Simulation functions generate observations from known or fixed parameters, useful for model checking and scenario analysis.

Feature Argument Description See also
Simulate infections simulate_infections(R, initial_infections) Forward-simulate from a given Rt trajectory via the renewal equation Workflow
Simulate secondary simulate_secondary(primary, ...) Simulate secondary observations from primary data Secondary model definition
Convolve and scale convolve_and_scale(data, ...) R-based convolution with time-varying parameters Secondary model definition

See also: workflow vignette

Forecasting

Forecasts can be generated from fitted models by projecting forward with specified or estimated parameters.
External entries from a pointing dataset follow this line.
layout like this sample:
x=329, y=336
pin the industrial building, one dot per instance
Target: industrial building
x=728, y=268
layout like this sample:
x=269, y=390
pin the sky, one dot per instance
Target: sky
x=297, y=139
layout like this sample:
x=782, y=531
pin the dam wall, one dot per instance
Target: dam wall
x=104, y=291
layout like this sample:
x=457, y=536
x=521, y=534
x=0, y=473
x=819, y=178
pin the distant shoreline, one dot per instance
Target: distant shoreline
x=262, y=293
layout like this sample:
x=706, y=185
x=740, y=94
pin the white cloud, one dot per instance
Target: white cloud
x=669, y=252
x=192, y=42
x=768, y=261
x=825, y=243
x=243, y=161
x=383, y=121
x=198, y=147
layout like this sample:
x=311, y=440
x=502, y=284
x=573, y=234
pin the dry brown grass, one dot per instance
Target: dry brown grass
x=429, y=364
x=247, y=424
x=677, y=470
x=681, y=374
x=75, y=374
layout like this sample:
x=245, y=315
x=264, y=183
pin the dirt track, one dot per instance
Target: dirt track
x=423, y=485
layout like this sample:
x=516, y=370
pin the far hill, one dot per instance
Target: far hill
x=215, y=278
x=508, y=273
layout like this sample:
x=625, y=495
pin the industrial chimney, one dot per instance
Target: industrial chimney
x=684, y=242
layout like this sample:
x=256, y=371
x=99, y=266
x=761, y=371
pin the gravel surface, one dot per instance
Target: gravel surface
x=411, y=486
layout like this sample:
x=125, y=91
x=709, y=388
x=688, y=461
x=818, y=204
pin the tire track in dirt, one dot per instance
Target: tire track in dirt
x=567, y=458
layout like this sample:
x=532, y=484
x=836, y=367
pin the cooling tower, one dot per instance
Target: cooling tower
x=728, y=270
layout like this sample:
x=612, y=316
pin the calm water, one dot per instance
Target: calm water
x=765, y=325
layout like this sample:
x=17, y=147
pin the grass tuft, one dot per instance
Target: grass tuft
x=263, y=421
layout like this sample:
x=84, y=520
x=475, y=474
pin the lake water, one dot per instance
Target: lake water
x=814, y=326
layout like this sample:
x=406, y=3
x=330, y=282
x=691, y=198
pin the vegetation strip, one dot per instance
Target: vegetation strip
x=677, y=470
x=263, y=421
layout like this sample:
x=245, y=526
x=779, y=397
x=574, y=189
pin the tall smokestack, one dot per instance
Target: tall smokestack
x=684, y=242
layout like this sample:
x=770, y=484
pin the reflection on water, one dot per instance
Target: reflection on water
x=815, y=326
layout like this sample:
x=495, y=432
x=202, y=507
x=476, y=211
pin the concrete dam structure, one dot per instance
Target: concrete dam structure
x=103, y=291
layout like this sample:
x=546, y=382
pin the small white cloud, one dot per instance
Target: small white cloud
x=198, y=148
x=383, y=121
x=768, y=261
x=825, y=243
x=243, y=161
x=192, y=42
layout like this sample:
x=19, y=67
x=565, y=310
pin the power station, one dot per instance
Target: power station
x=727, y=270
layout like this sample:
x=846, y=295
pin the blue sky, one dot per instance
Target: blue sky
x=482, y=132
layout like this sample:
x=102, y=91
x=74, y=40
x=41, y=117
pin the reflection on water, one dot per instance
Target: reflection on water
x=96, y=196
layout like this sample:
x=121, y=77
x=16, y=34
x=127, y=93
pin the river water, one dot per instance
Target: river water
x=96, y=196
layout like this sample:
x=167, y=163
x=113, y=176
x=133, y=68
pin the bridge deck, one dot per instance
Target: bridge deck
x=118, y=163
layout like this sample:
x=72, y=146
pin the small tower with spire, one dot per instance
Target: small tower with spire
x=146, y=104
Feature Argument Description See also
Infection forecast forecast_infections(estimates, R) Simulate future infections from a fitted model with a new Rt trajectory Workflow
Secondary forecast forecast_secondary(estimate, primary) Forecast secondary observations from new primary data Secondary model definition

See also: workflow vignette

Supporting utilities

Data preprocessing

fill_missing() is an R-side utility that prepares data for the estimation functions by constructing the accumulation and missingness flags that the Stan models require.

Feature Argument Description
Accumulate missing dates fill_missing(missing_dates = "accumulate") Mark missing dates for model-level accumulation
Zero-fill missing dates fill_missing(missing_dates = "zero") Insert zero observations for missing dates
Ignore missing dates (default) fill_missing(missing_dates = "ignore") Skip missing dates in the likelihood
Handle NA observations fill_missing(missing_obs = ...) Accumulate or zero-fill NA values
Weekly reporting fill_missing(initial_accumulate = 7) Set accumulation window for weekly data

See also: workflow vignette

Workflow wrappers

Convenience functions wrap the core estimation and reporting steps.

Feature Argument Description See also
Production wrapper epinow() Wraps estimate_infections() with logging and formatted output epinow vignette
Multi-region regional_epinow() Runs epinow() across regions in parallel Getting started
Region-specific options opts_list() Generate per-region configuration lists Getting started

See also: epinow vignette, getting started

Stan backend

Models are implemented in Stan. Users can switch between MCMC sampling (default, via cmdstanr or rstan), variational inference, the Laplace approximation, or pathfinder using stan_opts(method = ...). See the workflow vignette for details on configuring the backend.